The absence of lithium isotope fractionation during basalt differentiation:
New measurements by multi-collector sector ICP-MS
Paul B. Tomascak *
Fouad Tera
Department of Terrestrial Magnetism, Carnegie Institution of Washington,
5241 Broad Branch Rd. NW, Washington, DC 20015
Rosalind T. Helz
U.S. Geological Survey,
Reston, VA 20192
Richard J. Walker
Department of Geology, University of Maryland,
College Park, MD 20742
Geochimica et Cosmochimica Acta, (1999)
v. 63 (6), p. 907-910
We report measurements of the isotopic composition of lithium in basalts
using a multi-collector magnetic sector plasma-source mass spectrometer
(MC-ICP-MS). This is the first application of this analytical technique to
Li isotope determination. External precision of multiple replicate and
duplicate measurements for a variety of sample types averages ±1.1permil
(2s population). The method allows for the rapid (~ 8 min/sample) analysis
of small samples (~ 40 ng Li) relative to commonly employed thermal
ionization methods. The technique has been applied to a suite of samples
from Kilauea Iki lava lake, Hawaii. The samples range from olivine-rich
cumulitic lava to SiO2- and K2O-enriched differentiated liquids, and have
d7Li (per mil deviation of sample 7Li/6Li relative to the L-SVEC standard)
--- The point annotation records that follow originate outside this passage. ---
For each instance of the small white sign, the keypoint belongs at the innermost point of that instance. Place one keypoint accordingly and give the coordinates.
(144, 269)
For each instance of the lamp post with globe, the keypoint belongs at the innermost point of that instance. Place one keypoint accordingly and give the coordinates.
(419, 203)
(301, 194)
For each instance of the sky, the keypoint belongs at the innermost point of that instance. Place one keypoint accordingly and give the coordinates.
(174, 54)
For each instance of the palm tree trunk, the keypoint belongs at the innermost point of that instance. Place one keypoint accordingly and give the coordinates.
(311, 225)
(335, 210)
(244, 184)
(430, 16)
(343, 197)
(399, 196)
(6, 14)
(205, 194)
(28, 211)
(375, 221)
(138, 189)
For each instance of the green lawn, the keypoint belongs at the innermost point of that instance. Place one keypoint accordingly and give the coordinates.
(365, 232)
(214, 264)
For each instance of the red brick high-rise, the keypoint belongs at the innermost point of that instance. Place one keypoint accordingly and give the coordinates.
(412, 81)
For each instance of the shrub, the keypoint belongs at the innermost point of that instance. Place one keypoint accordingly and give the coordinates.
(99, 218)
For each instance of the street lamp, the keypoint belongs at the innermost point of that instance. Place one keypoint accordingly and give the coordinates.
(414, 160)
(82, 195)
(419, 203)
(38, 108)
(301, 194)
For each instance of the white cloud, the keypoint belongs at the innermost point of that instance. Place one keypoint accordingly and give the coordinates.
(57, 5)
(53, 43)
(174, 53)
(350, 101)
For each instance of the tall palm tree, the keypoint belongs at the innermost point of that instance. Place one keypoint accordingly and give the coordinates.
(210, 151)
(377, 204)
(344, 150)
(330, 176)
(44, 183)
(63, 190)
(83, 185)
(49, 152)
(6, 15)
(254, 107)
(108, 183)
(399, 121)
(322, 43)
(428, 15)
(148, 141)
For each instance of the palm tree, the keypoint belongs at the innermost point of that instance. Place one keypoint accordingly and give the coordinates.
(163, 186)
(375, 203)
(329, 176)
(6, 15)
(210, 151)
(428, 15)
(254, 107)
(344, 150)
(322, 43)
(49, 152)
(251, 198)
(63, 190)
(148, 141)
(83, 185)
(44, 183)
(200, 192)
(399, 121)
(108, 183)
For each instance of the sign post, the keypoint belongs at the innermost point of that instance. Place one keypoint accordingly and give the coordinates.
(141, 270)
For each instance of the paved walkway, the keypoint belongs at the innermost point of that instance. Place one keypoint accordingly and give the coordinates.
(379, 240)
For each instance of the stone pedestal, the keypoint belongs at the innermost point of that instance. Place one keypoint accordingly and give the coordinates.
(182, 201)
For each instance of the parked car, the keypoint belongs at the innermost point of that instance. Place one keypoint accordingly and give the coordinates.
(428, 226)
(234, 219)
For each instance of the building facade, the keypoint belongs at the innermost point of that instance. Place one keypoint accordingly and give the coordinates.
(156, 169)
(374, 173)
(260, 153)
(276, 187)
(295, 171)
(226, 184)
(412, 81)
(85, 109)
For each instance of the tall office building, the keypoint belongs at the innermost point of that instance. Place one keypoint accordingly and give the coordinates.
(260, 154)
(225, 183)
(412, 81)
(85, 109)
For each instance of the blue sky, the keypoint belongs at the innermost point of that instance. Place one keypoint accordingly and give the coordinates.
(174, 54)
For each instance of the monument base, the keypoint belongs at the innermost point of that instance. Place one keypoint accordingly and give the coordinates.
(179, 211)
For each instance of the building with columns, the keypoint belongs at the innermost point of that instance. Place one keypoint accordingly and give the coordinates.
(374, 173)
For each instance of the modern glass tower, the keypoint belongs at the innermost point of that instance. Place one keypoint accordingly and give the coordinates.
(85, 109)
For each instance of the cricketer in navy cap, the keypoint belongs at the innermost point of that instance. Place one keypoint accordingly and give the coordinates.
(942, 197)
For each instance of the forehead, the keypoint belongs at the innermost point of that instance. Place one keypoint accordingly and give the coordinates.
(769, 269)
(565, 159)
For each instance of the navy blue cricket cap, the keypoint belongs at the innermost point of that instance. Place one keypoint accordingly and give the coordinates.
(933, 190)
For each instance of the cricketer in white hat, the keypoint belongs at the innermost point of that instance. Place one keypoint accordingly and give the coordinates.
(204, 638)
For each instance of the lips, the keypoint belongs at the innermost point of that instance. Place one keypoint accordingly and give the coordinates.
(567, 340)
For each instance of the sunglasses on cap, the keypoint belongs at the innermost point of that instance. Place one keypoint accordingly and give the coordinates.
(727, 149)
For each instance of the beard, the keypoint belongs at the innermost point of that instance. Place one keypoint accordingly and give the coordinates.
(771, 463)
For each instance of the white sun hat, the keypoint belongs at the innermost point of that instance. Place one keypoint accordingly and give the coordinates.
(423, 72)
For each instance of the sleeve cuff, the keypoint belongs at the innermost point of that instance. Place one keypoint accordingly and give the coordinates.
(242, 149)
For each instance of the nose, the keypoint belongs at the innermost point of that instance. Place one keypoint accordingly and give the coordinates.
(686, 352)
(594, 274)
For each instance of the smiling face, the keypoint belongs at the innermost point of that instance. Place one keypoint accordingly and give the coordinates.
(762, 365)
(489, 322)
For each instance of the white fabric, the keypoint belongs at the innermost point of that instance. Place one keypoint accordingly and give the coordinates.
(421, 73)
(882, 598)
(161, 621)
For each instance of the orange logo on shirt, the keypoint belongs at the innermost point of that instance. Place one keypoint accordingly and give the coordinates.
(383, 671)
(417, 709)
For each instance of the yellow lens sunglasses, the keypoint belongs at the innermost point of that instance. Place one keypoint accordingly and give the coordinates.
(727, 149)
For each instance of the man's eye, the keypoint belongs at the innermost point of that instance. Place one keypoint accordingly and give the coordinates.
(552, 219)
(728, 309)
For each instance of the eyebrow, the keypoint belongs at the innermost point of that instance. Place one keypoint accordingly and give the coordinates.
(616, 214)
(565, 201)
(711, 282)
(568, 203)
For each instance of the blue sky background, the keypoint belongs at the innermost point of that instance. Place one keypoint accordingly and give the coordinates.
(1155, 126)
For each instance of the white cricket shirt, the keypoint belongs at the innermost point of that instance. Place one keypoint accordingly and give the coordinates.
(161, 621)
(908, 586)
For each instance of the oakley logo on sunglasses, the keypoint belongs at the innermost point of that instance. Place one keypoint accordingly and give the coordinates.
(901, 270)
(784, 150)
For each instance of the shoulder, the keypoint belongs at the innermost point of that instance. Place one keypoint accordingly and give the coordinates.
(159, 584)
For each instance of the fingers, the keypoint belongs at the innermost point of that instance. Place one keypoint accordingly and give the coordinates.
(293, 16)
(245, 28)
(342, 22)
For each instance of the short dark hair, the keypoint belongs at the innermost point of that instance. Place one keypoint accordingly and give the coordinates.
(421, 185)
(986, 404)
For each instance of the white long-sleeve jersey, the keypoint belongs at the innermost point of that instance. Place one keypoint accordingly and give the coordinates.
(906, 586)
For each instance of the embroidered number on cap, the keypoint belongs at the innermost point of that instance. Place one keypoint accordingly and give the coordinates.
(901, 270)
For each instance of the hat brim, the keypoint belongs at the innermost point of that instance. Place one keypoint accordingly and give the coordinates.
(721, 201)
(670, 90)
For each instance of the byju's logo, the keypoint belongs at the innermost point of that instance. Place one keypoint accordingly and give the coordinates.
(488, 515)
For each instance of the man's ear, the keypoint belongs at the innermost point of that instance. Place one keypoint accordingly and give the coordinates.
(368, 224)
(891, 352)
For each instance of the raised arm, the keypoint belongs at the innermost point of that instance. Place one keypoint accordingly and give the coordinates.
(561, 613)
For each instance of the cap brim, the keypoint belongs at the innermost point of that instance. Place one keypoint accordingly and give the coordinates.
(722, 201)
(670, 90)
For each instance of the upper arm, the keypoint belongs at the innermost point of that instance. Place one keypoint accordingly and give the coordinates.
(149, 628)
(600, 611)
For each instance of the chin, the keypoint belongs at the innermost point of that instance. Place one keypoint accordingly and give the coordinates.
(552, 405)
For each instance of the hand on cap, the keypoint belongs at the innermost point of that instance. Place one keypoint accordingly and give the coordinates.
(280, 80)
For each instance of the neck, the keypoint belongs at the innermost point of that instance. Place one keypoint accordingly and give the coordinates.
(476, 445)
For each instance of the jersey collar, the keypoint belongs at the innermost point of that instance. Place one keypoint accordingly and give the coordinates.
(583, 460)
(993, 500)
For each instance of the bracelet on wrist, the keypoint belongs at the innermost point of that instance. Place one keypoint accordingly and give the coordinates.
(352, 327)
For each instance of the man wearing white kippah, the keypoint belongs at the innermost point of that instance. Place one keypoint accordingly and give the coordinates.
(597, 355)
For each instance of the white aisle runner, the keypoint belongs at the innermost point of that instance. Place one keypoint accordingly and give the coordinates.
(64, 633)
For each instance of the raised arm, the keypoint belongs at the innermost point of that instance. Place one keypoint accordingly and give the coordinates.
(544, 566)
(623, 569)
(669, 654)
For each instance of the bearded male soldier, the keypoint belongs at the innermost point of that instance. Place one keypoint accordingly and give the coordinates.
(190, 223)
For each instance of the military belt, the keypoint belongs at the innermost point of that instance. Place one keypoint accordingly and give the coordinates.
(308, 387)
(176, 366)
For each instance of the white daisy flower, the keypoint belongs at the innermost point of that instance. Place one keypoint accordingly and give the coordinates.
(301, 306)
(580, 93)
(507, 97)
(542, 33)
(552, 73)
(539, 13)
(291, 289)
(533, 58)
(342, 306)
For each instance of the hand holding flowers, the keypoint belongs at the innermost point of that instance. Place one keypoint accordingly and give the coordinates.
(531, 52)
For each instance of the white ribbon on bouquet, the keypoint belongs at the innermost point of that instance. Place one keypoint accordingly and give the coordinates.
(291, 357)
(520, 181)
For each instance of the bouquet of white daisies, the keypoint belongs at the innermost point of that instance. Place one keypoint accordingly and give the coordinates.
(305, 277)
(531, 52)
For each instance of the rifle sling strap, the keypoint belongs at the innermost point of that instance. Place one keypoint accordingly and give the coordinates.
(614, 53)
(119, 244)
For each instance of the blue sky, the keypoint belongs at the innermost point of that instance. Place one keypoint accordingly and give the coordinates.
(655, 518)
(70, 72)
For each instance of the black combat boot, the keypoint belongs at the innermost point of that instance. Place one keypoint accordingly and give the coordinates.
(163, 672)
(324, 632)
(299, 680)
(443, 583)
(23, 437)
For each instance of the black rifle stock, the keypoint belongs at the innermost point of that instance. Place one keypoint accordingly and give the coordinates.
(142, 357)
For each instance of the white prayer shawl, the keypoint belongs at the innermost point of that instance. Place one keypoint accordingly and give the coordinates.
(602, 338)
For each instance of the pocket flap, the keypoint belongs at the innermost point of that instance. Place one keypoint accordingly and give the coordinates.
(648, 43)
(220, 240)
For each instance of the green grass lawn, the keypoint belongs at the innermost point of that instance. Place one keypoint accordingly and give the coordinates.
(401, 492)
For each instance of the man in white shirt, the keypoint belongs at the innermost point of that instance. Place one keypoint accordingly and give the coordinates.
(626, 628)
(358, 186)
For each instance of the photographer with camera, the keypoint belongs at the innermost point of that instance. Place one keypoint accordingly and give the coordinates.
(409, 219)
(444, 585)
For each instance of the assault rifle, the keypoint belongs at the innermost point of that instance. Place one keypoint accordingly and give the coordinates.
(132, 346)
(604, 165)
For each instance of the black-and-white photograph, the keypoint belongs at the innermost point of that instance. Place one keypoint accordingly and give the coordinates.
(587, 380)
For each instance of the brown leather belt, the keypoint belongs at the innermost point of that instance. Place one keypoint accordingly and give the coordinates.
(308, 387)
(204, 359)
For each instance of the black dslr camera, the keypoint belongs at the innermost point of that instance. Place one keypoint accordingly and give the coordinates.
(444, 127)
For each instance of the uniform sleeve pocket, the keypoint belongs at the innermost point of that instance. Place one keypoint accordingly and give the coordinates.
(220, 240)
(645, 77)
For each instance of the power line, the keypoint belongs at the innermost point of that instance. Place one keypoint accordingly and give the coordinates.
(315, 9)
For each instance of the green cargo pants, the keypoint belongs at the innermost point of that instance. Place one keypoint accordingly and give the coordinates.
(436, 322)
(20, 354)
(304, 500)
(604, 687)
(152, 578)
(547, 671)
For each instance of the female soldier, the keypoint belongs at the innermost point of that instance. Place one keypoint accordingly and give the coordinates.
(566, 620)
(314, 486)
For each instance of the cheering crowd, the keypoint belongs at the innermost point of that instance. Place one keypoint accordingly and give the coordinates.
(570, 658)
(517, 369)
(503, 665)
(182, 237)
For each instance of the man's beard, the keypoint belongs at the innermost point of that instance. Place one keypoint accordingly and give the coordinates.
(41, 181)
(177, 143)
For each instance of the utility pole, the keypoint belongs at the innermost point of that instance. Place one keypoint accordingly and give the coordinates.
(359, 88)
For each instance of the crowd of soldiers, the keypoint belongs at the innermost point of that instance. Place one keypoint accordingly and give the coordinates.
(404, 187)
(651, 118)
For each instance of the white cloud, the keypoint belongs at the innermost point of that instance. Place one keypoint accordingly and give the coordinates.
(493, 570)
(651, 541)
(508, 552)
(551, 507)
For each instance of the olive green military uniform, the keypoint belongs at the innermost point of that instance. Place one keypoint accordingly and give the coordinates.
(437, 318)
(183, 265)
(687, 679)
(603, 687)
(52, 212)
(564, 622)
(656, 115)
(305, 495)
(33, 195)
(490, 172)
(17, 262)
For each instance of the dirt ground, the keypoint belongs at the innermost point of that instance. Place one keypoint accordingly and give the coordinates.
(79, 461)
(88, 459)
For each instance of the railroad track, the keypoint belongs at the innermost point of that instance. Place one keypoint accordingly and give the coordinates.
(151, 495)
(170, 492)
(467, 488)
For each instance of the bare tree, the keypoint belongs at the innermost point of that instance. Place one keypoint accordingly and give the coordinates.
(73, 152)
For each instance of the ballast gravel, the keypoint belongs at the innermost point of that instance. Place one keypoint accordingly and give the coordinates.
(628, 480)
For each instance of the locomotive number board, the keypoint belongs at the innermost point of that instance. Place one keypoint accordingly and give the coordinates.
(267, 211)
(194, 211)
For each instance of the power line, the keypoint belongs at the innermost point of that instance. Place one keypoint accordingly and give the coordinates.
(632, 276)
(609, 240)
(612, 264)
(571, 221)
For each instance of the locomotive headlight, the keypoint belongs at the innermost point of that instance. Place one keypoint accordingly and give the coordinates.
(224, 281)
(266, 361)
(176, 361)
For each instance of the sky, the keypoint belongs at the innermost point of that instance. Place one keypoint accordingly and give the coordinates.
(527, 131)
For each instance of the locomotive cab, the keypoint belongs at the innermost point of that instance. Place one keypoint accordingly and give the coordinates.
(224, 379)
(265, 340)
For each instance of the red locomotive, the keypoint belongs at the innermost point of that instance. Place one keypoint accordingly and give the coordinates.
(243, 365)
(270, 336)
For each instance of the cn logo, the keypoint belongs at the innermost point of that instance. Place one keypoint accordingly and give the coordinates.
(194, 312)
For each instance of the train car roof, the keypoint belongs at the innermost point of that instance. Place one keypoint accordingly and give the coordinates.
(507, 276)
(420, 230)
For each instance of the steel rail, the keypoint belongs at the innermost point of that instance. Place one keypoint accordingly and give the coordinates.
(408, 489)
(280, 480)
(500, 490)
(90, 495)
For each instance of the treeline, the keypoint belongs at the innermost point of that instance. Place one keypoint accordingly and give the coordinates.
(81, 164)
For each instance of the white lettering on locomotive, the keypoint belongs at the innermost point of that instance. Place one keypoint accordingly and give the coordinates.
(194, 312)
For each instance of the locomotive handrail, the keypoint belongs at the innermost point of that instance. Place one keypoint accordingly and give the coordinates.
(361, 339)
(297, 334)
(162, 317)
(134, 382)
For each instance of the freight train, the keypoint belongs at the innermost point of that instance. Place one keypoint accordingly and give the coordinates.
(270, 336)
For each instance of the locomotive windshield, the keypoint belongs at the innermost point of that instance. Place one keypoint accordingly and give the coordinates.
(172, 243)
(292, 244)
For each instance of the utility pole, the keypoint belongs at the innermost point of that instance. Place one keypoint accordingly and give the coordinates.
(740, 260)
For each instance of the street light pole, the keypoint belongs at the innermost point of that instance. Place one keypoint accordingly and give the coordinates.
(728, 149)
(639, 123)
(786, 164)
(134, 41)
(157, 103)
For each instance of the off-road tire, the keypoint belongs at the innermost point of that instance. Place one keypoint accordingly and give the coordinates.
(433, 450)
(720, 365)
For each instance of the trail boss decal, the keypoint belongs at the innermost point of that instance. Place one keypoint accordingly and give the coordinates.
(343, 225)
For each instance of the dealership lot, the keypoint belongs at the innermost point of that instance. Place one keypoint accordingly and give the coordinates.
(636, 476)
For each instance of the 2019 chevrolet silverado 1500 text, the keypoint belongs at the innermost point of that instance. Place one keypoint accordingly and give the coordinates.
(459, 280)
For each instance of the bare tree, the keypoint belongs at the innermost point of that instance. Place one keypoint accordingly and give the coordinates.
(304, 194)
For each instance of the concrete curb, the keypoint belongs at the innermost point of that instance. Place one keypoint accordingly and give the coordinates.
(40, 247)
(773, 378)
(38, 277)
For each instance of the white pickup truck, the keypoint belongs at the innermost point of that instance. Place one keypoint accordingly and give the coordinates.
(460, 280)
of +3.0 to +4.8. The data indicate a lack of per mil-level Li isotope
fractionation as a result of crystal-liquid fractionation at temperatures
greater than 1050oC. This conclusion has been tacitly assumed but never
demonstrated, and is important to the interpretation of Li isotope results
from such geochemically complex environments as island arcs.